Air Force awards half-billion dollar agile contract
The Air Force awarded nearly half-a-billion dollars to 22 contractors last week for agile services.
As part of its Agile Acquisition program, the Air Force offered a five-year $490 million indefinite-delivery, indefinite-quantity contract “for pre-program activities, technology development activities, engineering and manufacturing activities, and production activities for development of new systems or modification of existing systems,” according to a synopsis of the award.
The 22 contractors will perform the work at Eglin Air Force Base in Florida through Aug. 30, 2020.

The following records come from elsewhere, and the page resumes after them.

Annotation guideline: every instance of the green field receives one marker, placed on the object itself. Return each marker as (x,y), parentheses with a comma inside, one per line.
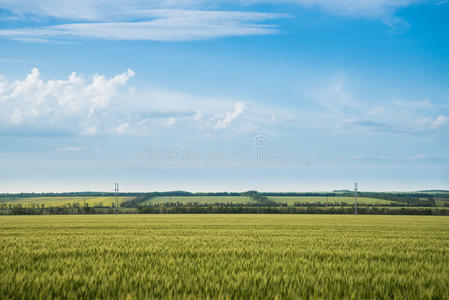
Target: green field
(291,200)
(224,256)
(65,201)
(200,199)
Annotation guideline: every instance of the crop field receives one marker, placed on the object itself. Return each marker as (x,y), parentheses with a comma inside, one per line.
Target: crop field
(64,201)
(224,256)
(291,200)
(200,199)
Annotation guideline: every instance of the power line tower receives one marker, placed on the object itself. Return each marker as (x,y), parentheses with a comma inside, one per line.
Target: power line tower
(116,189)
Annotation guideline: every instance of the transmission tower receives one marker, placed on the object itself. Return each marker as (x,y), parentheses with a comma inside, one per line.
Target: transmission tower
(116,189)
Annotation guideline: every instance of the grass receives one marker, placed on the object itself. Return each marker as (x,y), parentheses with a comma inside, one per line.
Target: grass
(199,199)
(224,256)
(105,201)
(291,200)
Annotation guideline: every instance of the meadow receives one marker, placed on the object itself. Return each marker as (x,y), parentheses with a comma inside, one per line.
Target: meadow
(335,200)
(63,201)
(224,256)
(200,200)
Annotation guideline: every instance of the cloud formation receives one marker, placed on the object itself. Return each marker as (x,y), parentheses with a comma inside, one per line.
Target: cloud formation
(70,103)
(101,105)
(183,20)
(231,116)
(157,25)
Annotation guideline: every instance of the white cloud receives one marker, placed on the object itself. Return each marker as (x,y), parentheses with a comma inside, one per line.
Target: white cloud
(69,149)
(70,102)
(159,25)
(122,128)
(100,105)
(440,121)
(231,116)
(119,9)
(356,8)
(183,20)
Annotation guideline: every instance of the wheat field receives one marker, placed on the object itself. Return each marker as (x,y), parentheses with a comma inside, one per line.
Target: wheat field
(224,256)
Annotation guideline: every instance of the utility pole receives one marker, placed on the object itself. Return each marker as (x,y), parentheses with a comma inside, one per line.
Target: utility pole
(116,189)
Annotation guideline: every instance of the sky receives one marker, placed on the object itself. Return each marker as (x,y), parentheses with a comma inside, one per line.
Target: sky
(290,95)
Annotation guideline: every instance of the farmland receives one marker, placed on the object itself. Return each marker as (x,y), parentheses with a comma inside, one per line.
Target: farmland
(105,201)
(336,200)
(200,199)
(224,256)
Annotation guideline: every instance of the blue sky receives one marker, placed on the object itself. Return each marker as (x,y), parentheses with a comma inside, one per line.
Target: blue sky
(294,95)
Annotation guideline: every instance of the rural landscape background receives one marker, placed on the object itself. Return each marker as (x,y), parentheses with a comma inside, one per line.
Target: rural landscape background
(235,149)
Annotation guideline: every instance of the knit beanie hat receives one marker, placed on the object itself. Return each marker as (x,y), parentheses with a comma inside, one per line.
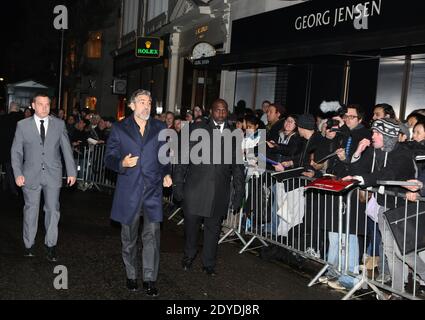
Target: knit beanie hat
(387,127)
(306,121)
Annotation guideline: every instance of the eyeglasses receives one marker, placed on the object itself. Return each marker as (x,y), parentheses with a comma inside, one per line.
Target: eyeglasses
(142,101)
(349,117)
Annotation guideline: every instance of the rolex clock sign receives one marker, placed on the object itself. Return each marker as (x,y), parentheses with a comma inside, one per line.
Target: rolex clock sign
(149,47)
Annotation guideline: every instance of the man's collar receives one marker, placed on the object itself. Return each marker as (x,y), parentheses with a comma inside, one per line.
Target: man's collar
(37,118)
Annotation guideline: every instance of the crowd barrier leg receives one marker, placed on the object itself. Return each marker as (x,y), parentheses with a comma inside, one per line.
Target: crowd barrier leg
(364,283)
(245,248)
(234,231)
(174,214)
(316,278)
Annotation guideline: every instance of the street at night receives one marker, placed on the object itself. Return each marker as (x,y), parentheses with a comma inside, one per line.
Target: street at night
(212,151)
(89,247)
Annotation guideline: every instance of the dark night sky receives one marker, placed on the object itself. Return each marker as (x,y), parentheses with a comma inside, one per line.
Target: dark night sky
(31,45)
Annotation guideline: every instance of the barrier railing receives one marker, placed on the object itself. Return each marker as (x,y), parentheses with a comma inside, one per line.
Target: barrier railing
(336,231)
(91,169)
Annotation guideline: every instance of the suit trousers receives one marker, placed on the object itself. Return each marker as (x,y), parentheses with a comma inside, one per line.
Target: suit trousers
(31,213)
(151,239)
(212,229)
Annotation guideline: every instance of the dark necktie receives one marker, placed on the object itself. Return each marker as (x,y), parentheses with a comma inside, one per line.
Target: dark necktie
(42,131)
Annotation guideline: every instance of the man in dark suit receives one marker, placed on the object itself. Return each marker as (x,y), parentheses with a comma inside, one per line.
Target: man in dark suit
(205,191)
(133,152)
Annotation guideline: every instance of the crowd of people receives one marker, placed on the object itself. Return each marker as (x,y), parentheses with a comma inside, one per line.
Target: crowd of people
(385,148)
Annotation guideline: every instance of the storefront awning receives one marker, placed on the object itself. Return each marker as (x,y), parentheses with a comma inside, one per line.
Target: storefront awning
(328,28)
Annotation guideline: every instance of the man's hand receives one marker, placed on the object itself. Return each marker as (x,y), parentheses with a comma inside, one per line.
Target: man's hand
(271,144)
(279,167)
(317,166)
(20,181)
(412,196)
(71,181)
(308,174)
(168,182)
(339,119)
(365,143)
(178,192)
(414,188)
(341,154)
(130,161)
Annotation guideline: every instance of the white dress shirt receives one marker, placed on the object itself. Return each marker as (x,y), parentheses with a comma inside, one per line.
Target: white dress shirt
(38,123)
(221,126)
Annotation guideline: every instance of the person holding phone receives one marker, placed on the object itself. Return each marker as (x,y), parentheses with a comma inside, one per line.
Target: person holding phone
(37,166)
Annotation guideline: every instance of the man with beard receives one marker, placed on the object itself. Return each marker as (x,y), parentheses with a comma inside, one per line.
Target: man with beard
(132,151)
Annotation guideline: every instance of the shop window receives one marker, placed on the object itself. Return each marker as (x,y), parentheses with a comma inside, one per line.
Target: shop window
(91,103)
(94,45)
(255,85)
(416,93)
(156,7)
(390,82)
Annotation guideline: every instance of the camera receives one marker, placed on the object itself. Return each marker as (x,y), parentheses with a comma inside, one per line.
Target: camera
(332,123)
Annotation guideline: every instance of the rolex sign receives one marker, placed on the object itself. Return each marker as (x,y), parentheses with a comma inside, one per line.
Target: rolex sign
(148,47)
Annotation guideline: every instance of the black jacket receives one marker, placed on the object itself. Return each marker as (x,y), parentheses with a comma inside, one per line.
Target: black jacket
(375,165)
(206,187)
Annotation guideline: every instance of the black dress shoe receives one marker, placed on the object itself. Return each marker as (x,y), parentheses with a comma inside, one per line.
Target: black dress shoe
(187,263)
(132,285)
(150,289)
(209,271)
(51,254)
(29,253)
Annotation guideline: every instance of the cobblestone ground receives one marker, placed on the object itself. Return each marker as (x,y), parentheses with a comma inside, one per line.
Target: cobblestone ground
(89,247)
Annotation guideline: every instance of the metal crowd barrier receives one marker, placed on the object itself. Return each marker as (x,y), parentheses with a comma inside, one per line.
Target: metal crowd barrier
(91,169)
(332,229)
(396,263)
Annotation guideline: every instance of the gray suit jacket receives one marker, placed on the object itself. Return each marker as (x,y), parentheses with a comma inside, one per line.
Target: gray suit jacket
(31,159)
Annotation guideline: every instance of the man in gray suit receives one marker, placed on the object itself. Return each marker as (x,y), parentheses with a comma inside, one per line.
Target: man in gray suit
(37,166)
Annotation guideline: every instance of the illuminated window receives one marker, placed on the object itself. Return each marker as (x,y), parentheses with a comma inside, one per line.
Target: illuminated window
(94,45)
(91,103)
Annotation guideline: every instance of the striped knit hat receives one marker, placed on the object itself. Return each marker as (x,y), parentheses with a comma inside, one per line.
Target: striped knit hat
(387,127)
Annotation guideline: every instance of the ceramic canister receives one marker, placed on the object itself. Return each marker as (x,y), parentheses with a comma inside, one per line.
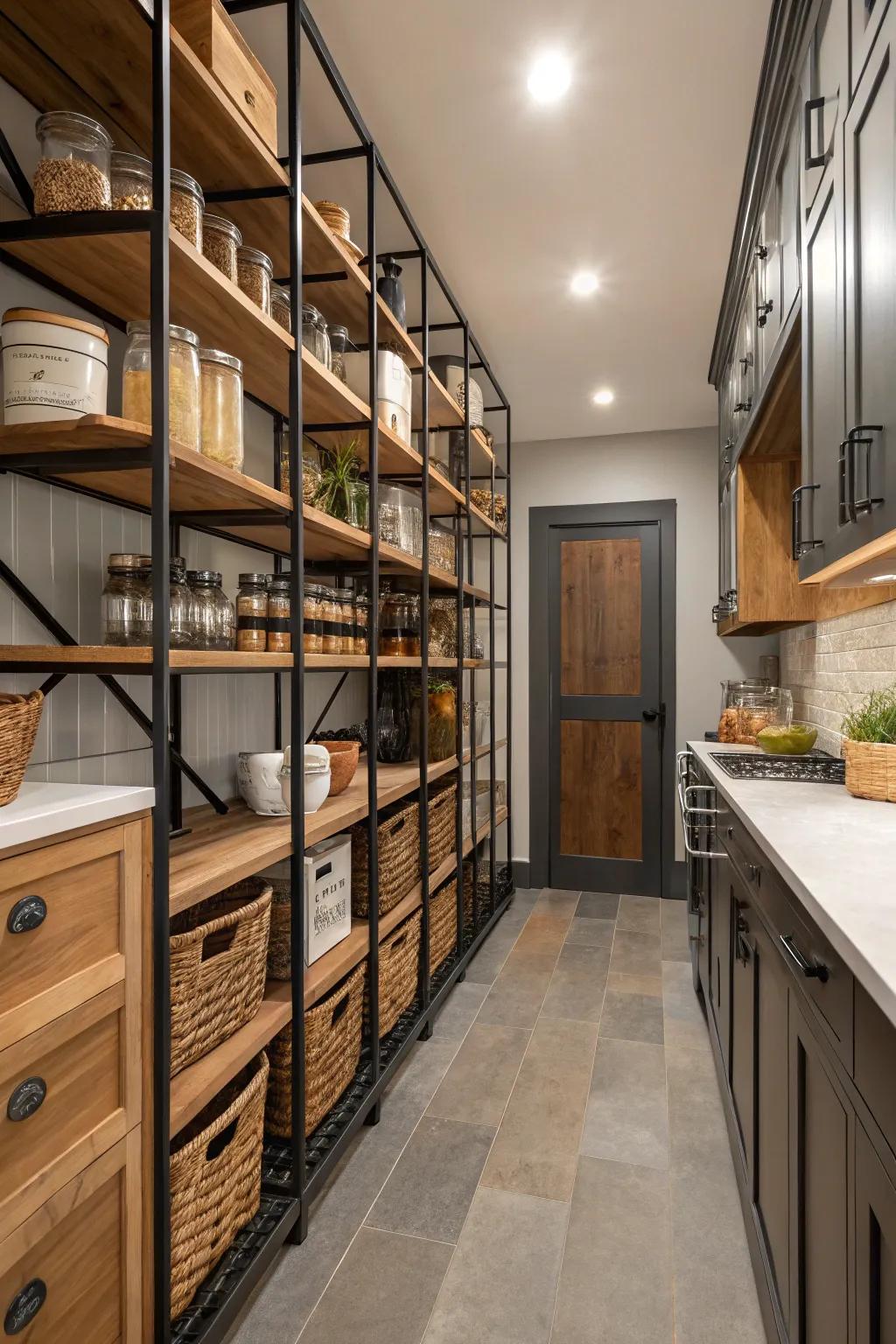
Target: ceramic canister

Of the 23 total bids the Air Force received — 13 from large companies and 10 from small businesses — the following were awarded on the contract:
- Aerojet Rocketdyne
- BAE Systems Information and Electronic Systems Integration
- Boeing
- General Dynamics
- L-3 National Security Solutions
- Lockheed Martin
- MBDA
- Northrop Grumman Systems
- Alliant TechSystems Operations
- Raytheon
- Rockwell Collins
- Sierra Nevada Corp.
- Textron Systems
- Applied Research Associates
- Cummings Aerospace
- Dynetics
- HART Technologies
- Integrated Solutions for Systems
- Intuitive Research and Technology
- SURVICE
- Systima
- Yulista Aviation
The contract comes in the wake of Air Force’s release of a 30-year plan in 2014 that focused heavily on agility.
“We learned from sequestration that our brittle system often leads to suboptimal decisions that are difficult to reverse,” reads the plan, called America’s Air Force: A Call to the Future. “We must transform into a more agile enterprise to maintain our edge in the emerging environment and leverage the full innovative potential resident in all our Airmen.”